Counterparty Credit Risk

This chapter update includes clarifications on the ECB's understanding of various aspects, including the term "most recent exchange of collateral" in the margin period of risk definition, early termination clauses, and market value corrections in relation to back-testing. It also incorporates the ECB's perspective on non-easy replacements, concentration of trades or collateral in margined netting sets, and their impact on the margin period of risk.

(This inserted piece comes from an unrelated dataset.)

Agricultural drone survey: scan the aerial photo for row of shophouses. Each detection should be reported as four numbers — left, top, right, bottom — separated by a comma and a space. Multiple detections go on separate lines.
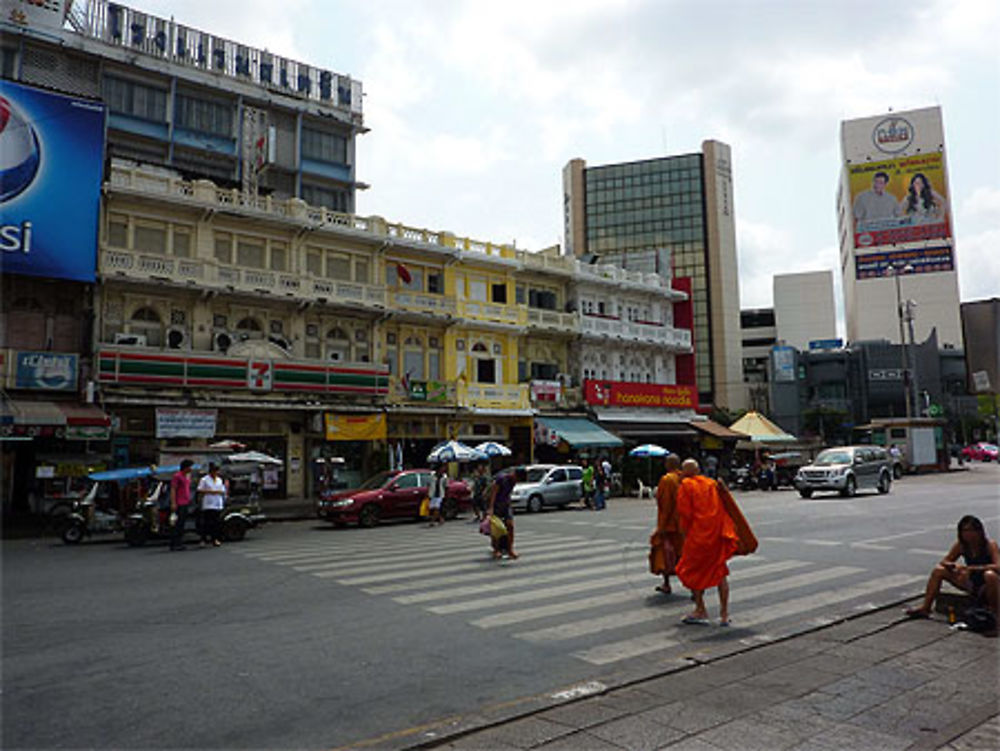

Upfront implementation of model extensions and changes: article 289 CRR

In line with Article 289(2) of the CRR, the ECB recommends that institutions adopt a good practice of initially applying model changes or extensions for internal risk management purposes. This approach allows institutions to gain sufficient experience with the changes or extensions before full implementation. The upfront use should commence no later than the application date in the live production environment for exposure calculations, ensuring effective risk management. Institutions should determine the most suitable method of upfront use, considering their specific circumstances and the nature of the change or extension. The ECB suggests two options: implementing the changes in the live production environment used for daily limit utilization calculations or using a non-live production environment for testing purposes.


Risks not in effective expected positive exposure

Another new subsection explains how institutions should address "risks not in effective expected positive exposure," covering immaterial risks outside the effective expected exposure framework. This aligns with the framework on "risks-not-in-the-model engines" outlined in the market risk chapter of the guide.



Based on recent regulatory changes and best practices in supervising internal models, the ECB has published a revised Guide on internal models. The public consultation period for the revised Guide to internal models is underway and will conclude on September 15, 2023, after which the ECB will publish received comments combined with a feedback statement and the updated Guide.

The most material change is stemming from the inclusion of climate-related and environmental risks into the internal model landscape, based on the 2020 publication of the C&E Guide of the ECB which was accompanied last year with the observations from the 2022 thematic review on C&E risks.

Furthermore, additional interpretations were provided on the usage of simplified approaches to internal models, a complete section describing the common definition of default as well as minor amendments in the chapters on market and counterparty credit risk. 

Future updates based on changes in supervisory criteria or regulatory obligations can occur, especially in light of the forthcoming amendment of the CRR which will emphasize credit risk, credit valuation adjustment risk, operational risk, market risk and the output floor.  The ECB will conduct a comprehensive assessment of the revised Guide on internal models once the regulation is finalized and implemented. These revisions might occur without public consultation to allow timely updates in line with evolving best practices and regulatory frameworks.